Significant improvement in classification performance has been observed when dynamic features were used. The 10-fold cross-validation scores for all classifiers using both dynamic and static features are presented in Table 2. When dynamic features were used, all of the classifiers achieved accuracies greater than 71%, XGB being the highest performing classifier with 73.6% accuracy. In the case of static features, the classifiers demonstrated accuracies in the range of 65% to 70% and XGB outperformed the rest with an accuracy of 70.1%. It has to be noted that further optimization might increase performance of the classifiers, especially in the case of DNNs where the number of hyper-parameters are high and comprehensive optimization of the neural networks architecture is computationally expensive.

Table 2. Comparing classification performances of machine learning methods using Static FC and Dynamic FC features. (Classifier with the highest accuracy is boldfaced.)
Table 3. Results of paired sample t-test on the 10-fold cross-validation accuracies of methods using Static FC and Dynamic FC features. (\(2^{nd}\) and \(3^{rd}\) columns show the mean 10-fold cross-validation accuracies of the corresponding method.)

To ascertain that there is a significant increase in classification accuracy, we performed a paired sample t-test on the 10-fold cross-validation accuracies generated for both static and dynamic features. We have 10 scores per each group, i.e. 10 scores generated using static features and 10 scores generated using dynamic features, and this gives a degree of freedom of 9 (\(df = n-1\)). The results of the paired t-test are tabulated in Table 3 and we observe that in every case, the p-value obtained is less than the significance level (0.05). This demonstrates that using dynamic features has yielded a considerable increase in the classification performance.

Fig. 2.
figure 2

ROC curves of methods using Static FC and Dynamic FC features.

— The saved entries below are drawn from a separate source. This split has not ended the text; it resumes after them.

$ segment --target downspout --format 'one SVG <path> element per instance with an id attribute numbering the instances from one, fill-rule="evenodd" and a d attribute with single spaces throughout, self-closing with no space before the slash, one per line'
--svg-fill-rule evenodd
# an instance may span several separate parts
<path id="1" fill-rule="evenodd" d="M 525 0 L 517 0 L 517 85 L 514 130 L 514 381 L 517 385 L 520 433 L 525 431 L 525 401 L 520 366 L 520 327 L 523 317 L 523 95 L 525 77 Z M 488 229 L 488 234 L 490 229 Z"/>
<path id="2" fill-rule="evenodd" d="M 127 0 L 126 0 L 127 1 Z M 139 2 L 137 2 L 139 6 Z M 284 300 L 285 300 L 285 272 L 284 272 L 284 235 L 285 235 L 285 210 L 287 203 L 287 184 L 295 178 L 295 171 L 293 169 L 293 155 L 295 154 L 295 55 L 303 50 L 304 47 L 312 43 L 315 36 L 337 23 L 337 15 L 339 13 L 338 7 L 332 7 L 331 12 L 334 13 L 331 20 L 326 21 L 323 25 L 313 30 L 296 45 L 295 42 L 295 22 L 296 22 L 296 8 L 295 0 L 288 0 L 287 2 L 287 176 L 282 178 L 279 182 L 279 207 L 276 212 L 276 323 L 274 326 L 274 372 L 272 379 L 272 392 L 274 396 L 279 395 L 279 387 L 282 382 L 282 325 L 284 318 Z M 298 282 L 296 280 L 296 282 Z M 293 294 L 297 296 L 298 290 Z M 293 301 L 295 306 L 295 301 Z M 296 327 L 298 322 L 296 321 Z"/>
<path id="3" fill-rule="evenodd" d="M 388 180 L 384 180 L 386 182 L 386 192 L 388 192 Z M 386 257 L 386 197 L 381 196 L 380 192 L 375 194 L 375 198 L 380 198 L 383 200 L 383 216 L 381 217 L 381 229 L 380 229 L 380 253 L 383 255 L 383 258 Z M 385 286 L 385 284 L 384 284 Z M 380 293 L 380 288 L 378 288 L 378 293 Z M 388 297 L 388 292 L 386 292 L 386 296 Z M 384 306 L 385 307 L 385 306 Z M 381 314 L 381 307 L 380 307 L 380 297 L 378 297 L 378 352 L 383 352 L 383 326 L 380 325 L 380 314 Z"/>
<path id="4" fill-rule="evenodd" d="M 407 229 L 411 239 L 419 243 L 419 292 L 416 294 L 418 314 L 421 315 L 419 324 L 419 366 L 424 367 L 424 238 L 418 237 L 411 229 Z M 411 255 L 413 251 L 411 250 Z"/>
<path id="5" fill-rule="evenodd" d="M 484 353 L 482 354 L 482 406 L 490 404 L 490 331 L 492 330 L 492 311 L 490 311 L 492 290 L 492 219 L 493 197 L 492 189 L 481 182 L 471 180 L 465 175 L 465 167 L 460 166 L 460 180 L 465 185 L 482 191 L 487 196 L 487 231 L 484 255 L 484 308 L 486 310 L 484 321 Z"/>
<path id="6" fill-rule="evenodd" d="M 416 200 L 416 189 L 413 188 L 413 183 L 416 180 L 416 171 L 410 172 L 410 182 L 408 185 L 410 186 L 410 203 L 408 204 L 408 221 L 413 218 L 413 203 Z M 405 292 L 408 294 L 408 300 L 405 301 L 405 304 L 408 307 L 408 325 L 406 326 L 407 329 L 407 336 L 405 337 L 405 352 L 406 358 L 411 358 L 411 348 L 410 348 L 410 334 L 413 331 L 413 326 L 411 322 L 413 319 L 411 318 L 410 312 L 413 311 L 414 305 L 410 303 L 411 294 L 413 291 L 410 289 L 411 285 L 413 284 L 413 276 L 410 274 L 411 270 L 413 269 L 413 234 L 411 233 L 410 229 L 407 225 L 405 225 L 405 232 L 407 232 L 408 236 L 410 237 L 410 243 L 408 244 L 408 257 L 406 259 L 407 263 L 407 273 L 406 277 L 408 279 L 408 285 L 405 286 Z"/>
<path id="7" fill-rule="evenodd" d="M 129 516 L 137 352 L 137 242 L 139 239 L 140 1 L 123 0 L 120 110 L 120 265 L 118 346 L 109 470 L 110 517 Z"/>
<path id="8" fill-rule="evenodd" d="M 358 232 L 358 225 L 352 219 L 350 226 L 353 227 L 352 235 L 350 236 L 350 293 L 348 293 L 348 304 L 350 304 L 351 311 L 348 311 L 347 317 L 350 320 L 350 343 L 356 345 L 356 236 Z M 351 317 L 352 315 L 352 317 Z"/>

Receiver operating characteristic (ROC) curves for all of the methods using both static and dynamic features are plotted in Fig. 2, along with their respective area under the curves (AUC). From the plot, we clearly notice that each method when using dynamic features outperforms its counterpart using static features. The AUCs ranged from 0.77 to 0.79 when dynamic features were used as opposed to 0.72 to 0.76 when static features were used.

The ability to harness the temporal properties of FC and use them in classification is what sets our approach apart from the previously reported ones. Most of the approaches relied on stationary FC for classification [8, 14, 21]. A classification method which took dynamic FC into consideration was published earlier in the literature but the experiments presented in the paper were conducted on a relatively small dataset with 60 subjects (30 ASD, 30 TD) [22]. Our method has shown to be capable of handling large datasets while being relatively less expensive computationally.

The previously reported state-of-the-art accuracy was 70% [8] and the study was conducted on data from 17 different imaging sites with 1035 subjects (505 ASD, 530 TD). It has to be noted that fewer site-wise variations may lead to an increase in classification performance, and the accuracy drops as the population size increases [2, 8, 20]. Another recent study reported state-of-the-art accuracy of 71.4% using the AAL parcellation on a sample size of 774 subjects (379 ASD, 395 TD) [14].

Evidently, our approach has improved the state-of-the-art results by achieving an accuracy of 73.6% on a sample of 869 participants (423 ASD, 446 TD). However, as it has been discussed earlier that the site-wise variations and sample demographics have an impact on the performance of the model, caution should be taken while comparing studies conducted on different samples.

5 Conclusion

In this paper, we proposed a new framework that leverages brain dynamics for classifying autistic individuals and neurotypicals. Our work has shown that considering the dynamic nature of brain connectivity can yield improved results in the identification of autism. Usage of more advanced techniques for modeling the brain dynamics could further improve the diagnostic process.